Three decades ago we were content to characterize pain as a sensory process delivering a modulated message of tissue trauma to the brain. Today we recognize that the nervous system, the HPA axis, and the immune system share a network of ligands and receptors that constitute a chemical language, and this language ensures that these systems respond in a coordinated way to nociceptive messages. This complex response determines the nature of pain as a subjective experience, the physical health of the injured person, and the vulnerability of that person to pain chronicity. This is the mountain that we must climb.

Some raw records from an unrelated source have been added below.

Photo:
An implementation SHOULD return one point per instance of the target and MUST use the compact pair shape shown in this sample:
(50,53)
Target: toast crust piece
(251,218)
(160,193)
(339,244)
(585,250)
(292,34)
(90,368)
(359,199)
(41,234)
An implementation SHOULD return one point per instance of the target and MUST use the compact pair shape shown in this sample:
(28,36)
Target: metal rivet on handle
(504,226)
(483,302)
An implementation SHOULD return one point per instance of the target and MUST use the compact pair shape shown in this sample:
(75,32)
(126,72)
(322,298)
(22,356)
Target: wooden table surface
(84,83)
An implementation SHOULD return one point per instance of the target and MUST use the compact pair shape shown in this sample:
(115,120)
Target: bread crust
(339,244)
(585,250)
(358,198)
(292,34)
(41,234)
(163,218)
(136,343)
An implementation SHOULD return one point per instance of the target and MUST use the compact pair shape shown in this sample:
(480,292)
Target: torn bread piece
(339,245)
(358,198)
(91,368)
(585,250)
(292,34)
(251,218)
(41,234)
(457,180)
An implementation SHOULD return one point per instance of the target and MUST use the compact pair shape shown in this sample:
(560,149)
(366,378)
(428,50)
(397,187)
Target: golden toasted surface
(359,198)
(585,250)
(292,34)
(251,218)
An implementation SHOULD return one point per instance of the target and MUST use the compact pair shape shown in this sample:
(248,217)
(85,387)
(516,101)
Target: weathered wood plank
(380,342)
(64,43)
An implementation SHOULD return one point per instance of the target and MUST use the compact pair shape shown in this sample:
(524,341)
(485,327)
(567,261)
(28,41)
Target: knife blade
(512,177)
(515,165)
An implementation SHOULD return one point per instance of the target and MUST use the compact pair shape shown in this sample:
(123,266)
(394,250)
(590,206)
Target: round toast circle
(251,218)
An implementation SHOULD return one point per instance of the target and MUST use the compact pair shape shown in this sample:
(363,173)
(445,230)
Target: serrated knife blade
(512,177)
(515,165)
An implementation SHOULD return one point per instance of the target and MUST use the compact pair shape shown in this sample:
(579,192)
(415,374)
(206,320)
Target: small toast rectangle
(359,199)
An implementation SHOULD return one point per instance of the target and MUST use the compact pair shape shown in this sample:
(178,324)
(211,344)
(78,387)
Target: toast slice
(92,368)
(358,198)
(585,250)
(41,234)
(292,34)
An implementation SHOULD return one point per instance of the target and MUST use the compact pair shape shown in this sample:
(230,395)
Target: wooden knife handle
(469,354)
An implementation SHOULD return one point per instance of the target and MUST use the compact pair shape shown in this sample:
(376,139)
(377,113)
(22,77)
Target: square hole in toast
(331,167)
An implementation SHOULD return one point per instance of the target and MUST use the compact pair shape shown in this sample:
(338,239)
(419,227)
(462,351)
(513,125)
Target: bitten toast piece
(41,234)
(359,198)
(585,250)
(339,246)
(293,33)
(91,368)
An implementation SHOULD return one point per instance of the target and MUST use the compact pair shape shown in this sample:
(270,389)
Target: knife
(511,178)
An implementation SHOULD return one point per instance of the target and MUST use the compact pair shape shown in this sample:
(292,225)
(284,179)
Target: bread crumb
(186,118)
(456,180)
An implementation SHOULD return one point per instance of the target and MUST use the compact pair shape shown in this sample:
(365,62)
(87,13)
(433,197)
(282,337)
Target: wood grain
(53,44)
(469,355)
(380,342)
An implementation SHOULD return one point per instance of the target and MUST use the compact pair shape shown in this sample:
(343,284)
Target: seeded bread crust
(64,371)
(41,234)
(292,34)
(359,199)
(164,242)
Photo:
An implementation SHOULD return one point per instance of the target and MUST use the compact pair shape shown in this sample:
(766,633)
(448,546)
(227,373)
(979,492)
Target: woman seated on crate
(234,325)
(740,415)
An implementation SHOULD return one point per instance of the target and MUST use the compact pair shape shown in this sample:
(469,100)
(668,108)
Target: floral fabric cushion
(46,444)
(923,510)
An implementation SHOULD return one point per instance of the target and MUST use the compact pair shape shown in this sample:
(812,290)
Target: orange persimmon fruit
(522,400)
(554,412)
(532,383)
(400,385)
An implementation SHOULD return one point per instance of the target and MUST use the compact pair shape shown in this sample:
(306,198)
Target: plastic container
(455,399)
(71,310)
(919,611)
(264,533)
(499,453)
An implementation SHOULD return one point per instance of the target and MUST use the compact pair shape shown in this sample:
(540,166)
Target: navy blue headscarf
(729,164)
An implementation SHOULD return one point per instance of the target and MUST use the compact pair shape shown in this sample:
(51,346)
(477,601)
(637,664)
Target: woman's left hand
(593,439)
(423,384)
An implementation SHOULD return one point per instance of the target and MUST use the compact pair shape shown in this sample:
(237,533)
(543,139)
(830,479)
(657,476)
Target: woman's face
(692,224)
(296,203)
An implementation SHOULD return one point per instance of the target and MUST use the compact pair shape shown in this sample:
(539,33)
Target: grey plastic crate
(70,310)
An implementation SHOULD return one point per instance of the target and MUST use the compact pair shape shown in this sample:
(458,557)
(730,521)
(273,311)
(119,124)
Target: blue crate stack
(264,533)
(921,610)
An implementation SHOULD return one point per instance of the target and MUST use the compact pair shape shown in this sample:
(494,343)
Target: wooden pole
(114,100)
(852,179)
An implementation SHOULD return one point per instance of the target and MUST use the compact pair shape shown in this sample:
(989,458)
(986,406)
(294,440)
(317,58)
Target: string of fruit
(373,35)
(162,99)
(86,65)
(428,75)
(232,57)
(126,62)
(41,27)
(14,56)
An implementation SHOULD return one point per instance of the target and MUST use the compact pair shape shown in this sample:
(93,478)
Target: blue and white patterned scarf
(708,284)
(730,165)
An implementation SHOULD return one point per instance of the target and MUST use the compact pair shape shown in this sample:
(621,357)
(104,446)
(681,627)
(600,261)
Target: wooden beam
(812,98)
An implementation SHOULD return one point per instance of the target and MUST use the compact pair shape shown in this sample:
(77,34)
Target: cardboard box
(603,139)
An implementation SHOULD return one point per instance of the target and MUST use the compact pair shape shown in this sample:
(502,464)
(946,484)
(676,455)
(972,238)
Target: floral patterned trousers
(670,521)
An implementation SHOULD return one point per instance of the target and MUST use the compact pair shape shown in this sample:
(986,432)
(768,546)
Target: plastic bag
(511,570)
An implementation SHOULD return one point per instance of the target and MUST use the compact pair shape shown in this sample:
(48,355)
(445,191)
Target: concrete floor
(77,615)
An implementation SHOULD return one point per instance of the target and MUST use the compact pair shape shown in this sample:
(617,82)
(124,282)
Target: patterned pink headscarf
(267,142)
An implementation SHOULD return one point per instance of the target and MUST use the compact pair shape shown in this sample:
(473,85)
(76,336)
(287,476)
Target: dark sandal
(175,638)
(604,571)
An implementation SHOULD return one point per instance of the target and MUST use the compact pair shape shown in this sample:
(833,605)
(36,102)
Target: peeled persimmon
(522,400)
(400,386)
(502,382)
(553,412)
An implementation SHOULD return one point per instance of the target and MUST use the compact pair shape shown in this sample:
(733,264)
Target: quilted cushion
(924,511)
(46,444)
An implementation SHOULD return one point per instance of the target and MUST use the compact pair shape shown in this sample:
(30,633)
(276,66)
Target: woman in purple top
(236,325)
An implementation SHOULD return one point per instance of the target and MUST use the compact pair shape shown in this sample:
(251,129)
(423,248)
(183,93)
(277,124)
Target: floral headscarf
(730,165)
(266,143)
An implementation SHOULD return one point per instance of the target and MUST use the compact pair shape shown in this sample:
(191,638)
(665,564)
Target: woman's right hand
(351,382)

Pain is the ideal focus for brain-body interaction research and the multidisciplinary demands of the research fit the pain field nicely. However, our typical methodologies are not well suited for this type of investigation, and causal influences are multidirectional in brain-body studies. Brain processes have somatic effects, and bodily changes affect brain function. We will need to gather large samples and apply advanced quantitative methods, including modeling approaches that make use of the information in the correlations among the variables. I see this as the major challenge in our future.

What is the forecast for the future?

I think that we, as pain researchers and clinicians, have an opportunity to take the lead in brain-body medicine. I hope that we can seize this opportunity. If we fail to take the lead, we will have to adopt precedents that others set. If we take the lead, we can define the paradigm and set the precedents for others.

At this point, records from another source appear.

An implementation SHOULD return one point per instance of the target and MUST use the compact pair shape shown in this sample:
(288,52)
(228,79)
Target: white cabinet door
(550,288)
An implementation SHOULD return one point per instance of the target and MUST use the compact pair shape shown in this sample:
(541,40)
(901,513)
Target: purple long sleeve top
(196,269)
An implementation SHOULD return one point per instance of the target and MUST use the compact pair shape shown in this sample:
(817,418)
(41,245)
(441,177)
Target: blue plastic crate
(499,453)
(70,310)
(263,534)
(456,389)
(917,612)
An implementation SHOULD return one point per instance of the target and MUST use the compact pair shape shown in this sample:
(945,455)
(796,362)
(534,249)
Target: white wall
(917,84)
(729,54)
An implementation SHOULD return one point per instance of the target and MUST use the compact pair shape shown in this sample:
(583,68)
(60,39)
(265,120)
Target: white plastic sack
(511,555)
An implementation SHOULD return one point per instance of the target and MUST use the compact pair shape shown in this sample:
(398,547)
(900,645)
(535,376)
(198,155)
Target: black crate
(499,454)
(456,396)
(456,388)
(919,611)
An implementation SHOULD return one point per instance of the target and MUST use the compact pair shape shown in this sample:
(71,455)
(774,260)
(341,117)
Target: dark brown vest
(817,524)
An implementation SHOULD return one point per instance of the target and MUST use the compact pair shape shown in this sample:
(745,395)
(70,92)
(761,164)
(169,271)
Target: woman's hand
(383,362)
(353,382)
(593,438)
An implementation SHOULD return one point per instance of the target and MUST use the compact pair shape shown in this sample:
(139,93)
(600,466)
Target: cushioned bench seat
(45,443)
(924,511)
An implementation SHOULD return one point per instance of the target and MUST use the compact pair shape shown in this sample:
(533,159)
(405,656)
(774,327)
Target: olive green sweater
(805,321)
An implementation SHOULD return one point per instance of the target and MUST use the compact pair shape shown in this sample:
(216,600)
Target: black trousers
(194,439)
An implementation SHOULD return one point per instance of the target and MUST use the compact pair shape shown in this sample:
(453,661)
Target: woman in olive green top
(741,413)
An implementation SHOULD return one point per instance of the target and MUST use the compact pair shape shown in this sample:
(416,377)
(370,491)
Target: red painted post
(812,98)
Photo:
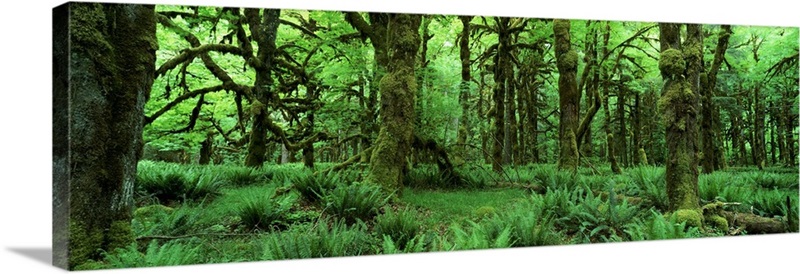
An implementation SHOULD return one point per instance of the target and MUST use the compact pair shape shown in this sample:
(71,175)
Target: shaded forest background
(376,91)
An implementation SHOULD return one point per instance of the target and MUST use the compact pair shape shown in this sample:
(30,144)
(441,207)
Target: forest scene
(219,134)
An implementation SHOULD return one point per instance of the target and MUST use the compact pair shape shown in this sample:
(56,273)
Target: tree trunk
(101,81)
(499,95)
(612,158)
(622,136)
(264,33)
(569,97)
(511,143)
(388,161)
(711,153)
(206,149)
(759,146)
(680,68)
(464,90)
(637,136)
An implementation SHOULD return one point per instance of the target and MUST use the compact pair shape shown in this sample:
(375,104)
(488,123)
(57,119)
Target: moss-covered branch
(191,53)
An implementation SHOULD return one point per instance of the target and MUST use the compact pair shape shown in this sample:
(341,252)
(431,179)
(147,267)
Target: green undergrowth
(190,214)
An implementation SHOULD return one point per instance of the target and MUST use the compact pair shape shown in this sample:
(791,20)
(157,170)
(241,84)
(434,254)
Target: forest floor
(191,214)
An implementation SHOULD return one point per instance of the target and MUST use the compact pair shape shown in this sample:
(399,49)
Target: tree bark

This will not come easily because we cannot engage a complex and multivariate measurement challenge with simple designs and univariate methods. Moreover, we will need to assemble teams of sensory neuroscientists, neuroendocrinologists, neuroimmunologists, neuropharmacologists, psychophysiologists, behavioral scientists, and social scientists who can work closely with statisticians or quantitative psychologists who have the requisite analytic and modeling skills to conduct multivariate studies. I can imagine significant advances in clinical practice emerging from progress in this type of research.

On a positive note, the funding opportunities are likely to be there if we are ready to undertake the work. The NIH and Congress are already behind brain-body medicine. On the negative note, the current economic climate for clinician reimbursement works against sustaining translational programs by pulling clinicians and researchers apart. It is a serious threat to the integrity of our field as a whole, and we need to consciously and strategically work to minimize its influence.

Overall, the field of pain has a bright future. It is no less exciting and challenging for a young person today than it was for me 35 years ago. In fact, it seems more exciting because we have so much more understanding and such wonderful technical and statistical tools to bring to bear on the problem. I am in no hurry to retire from this field. Why should I be? Crawford Clark is my role model and he is still publishing.


Richard Chapman, PhD, is professor of anesthesiology and director of the Pain Research Center at the University of Utah in Salt Lake City, UT.